The shortfall in Balance of Goods and Services Surplus: During September 2021, the balance of goods and services shrunk by $2,496 million, considerably driven by a 6% sequential fall in total goods exports which stood at $44.97 billion, partially offset by diminished imports of goods and services by 2%.

Export Tailed Off as Metal Prices Plunge: The 6% shortfall in total goods exports was considerably driven by a 6% plunge in non-rural goods, primarily attributed to a 23% decline in metal exports (excluding non-monetary gold) and 16% decline in metal ores and minerals exports. However, rural goods remained at elevated levels and clocked $5,158 million.

Imports Tumbled in the Back of Consumption Goods: The total goods import slipped by $777 million or 3% and stood at $28.22 billion. The substantial impact was driven by a 10% decline in consumption goods led by non-industrial transport equipment, which plunged by $971 million relative to a record high in August 2021. On the other hand, total services imports increased by $191 million, primarily driven by $176 million from freight transport.

Figure 1: Balance of Goods and Services Maintains an Upward Move Despite Short-Term Disruptions

Source: Based on Australian Bureau of Statistics Data, Analysis by Kalkine Group

Australia’s Resilient Export Industries

Australia’s Links Across the Asian Region: Australian trade accounts for 40% of nominal GDP, and 12 of Australia’s top 15 trading partners are from the Asian region. China remains Australia’s largest trading partner, accounting for circa 31% of total trade in 2020. In addition, Japan and Korea continue to be crucial trade partners, contributing circa 13% of total trade.

Australia is Diversifying Exports with Technology Industry: As per the Export Council of Australia, technology turned into the fourth-largest export sector, valued at $8 billion in 2018. The new research by Accenture and the Tech Council claims that the technology industry generated $167 billion for the economy in 2021, making technology now the third-largest contributor to exports behind mining and finance.

Industries to Resume Uptrend Post Short-run Hiccups

Resources and Energy Exports in Expansionary Zone: As per the Office of the Chief Economist, Australian resource and energy exports are expected to clock $349 billion million in FY22 from a high of $310 billion in FY21. However, a potential downturn in metal and oil prices may disrupt the recent peaks.
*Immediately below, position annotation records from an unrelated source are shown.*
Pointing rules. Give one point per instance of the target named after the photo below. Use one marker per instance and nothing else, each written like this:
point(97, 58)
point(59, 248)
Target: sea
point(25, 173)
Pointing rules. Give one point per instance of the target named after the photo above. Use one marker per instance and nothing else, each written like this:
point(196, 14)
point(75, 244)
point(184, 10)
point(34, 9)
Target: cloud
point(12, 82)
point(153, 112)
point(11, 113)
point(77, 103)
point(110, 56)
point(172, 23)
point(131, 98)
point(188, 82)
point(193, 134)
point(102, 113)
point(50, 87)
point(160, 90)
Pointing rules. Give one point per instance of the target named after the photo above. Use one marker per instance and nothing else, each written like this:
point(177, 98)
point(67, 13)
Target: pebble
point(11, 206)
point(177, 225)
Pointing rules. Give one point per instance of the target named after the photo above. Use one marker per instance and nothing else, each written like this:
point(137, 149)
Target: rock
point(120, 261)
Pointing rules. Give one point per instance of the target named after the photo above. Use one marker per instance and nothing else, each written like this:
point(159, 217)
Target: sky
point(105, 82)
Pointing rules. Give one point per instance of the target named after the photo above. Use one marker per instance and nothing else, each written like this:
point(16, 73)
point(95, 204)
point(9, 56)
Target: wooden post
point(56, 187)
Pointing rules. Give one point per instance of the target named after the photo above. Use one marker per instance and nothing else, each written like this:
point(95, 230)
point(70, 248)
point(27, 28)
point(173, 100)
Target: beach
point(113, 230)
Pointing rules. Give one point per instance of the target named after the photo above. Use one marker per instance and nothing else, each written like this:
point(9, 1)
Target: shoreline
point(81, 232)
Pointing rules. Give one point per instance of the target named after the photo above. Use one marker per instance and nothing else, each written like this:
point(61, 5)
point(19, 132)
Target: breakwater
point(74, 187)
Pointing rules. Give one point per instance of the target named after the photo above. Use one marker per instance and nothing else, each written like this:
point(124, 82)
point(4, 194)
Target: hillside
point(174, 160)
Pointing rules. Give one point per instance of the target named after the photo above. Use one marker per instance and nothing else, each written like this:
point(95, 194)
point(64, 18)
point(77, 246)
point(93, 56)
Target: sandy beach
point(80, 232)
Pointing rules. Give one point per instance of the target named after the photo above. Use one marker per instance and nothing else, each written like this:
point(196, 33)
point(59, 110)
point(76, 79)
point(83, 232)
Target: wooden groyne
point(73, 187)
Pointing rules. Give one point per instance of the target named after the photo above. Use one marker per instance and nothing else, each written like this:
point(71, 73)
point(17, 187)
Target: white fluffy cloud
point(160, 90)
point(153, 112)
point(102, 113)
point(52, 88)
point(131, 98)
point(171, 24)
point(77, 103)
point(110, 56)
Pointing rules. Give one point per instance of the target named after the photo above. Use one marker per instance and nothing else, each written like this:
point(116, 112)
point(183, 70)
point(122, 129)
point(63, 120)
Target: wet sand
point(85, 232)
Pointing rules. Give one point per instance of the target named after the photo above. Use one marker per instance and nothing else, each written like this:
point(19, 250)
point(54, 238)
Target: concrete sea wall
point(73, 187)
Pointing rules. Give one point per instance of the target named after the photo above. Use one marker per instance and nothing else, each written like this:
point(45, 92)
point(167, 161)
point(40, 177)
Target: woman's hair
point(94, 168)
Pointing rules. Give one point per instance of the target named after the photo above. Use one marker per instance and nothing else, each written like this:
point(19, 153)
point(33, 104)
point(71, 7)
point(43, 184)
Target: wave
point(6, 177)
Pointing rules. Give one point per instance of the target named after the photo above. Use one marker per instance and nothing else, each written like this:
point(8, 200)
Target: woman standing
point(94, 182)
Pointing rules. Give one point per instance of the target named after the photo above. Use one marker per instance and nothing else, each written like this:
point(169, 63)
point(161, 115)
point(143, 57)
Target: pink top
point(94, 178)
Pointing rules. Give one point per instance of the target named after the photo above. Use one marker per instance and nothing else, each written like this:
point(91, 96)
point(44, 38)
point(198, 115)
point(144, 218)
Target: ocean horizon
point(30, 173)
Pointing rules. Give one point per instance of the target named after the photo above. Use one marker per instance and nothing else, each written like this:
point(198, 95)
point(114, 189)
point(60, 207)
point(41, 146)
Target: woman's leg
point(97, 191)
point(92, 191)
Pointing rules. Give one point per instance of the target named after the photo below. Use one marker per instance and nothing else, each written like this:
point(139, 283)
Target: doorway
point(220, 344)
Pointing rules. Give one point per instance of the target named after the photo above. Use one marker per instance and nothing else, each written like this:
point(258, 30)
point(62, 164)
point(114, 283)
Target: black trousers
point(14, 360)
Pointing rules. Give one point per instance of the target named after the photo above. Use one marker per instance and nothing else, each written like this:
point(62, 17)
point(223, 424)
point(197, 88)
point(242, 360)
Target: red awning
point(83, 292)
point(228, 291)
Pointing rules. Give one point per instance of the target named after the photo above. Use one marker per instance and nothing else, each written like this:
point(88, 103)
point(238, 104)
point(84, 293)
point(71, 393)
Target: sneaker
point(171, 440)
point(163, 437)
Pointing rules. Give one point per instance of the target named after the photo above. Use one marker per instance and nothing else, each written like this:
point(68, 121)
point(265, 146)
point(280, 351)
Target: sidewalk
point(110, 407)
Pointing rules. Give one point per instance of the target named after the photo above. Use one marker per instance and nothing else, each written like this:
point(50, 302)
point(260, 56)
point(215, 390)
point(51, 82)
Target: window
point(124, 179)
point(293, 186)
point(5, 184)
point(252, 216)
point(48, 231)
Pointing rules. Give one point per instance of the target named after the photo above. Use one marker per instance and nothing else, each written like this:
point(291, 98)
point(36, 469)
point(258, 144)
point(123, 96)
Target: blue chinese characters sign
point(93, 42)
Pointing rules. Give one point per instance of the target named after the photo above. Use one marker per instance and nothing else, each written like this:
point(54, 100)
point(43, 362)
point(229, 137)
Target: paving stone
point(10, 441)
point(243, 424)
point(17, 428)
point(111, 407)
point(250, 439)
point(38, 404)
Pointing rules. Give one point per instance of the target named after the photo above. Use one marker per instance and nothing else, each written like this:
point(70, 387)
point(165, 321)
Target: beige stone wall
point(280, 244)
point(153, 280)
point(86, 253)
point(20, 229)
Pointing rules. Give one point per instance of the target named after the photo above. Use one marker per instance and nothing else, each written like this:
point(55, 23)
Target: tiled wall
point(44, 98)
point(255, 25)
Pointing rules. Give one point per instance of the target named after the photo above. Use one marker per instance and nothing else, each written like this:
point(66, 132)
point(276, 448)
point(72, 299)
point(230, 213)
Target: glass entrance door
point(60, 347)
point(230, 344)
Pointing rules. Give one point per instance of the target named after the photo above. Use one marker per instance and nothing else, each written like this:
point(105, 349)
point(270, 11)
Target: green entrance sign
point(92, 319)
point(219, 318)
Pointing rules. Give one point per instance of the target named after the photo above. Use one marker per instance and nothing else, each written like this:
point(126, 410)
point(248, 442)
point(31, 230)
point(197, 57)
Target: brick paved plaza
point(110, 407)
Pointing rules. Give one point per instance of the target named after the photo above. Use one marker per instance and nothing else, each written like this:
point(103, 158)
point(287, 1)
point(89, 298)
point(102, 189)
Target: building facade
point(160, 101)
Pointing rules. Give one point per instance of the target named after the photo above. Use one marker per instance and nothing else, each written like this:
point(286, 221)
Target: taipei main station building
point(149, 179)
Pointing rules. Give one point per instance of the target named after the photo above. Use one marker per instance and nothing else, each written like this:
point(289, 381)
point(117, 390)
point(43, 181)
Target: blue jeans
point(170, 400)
Figure 2: Volumes are Well Supported by Surging Mining Exploration Activities

Source: Based on Australian Bureau of Statistics Data, Analysis by Kalkine Group

Contribution of Australian Agricultural Exports: Exports to Australia’s eight most important export markets in Asia increased by 62% and accounted for $33 billion over the last 20 years to FY20. China remains Australia’s largest export market for agricultural, fisheries, and forestry products, exporting $16 billion export value in FY20.

Travel Industry Enters Recovery Phase: Total count of arrivals for September 2021 stood at 20,860, a decline of 6,120 trips on a sequential basis as concerns over Delta virus surges. A positive trajectory in travel was witnessed between March 2021 and May 2021 due to the gradual easing of containment measures. Total overseas departures were recorded at 31,760 in September 2021 relative to a recent peak of 107,230 in May 2021.

Key Risks and Challenges

Recent lockdowns and concerns over the Delta-variant of COVID-19 have posed a negative cascading effect on all Australian industries. The semiconductor shortage is expected to sustain until FY23 affecting auto manufacturing and hence metal demand. China’s manufacturing PMI trend continued downward, reaching 51.1 in August 2021, vastly affecting Australia’s international trade. The pandemic-related turmoil has significantly increased the shipping industry’s transit times and freight costs. Between May 2020 and June 2021, the global shipping prices for containers almost doubled. Recent unrest in the travel and tourism industry has disrupted the targeted labour market. Therefore, businesses like hotels, restaurants and transport might consider increased expenditures on building and educating their human resources.

Figure 3: Driving Factors Vs Restraining Factors

Source: Analysis by Kalkine Group

Outlook

Rebuilding Global Supply Chain: The connected and open two-way supply chains receive continued support from the $110 million investment allocation to International Freight Assistance Mechanism (IFAM) have kept vital trade links operational during the closed international doors.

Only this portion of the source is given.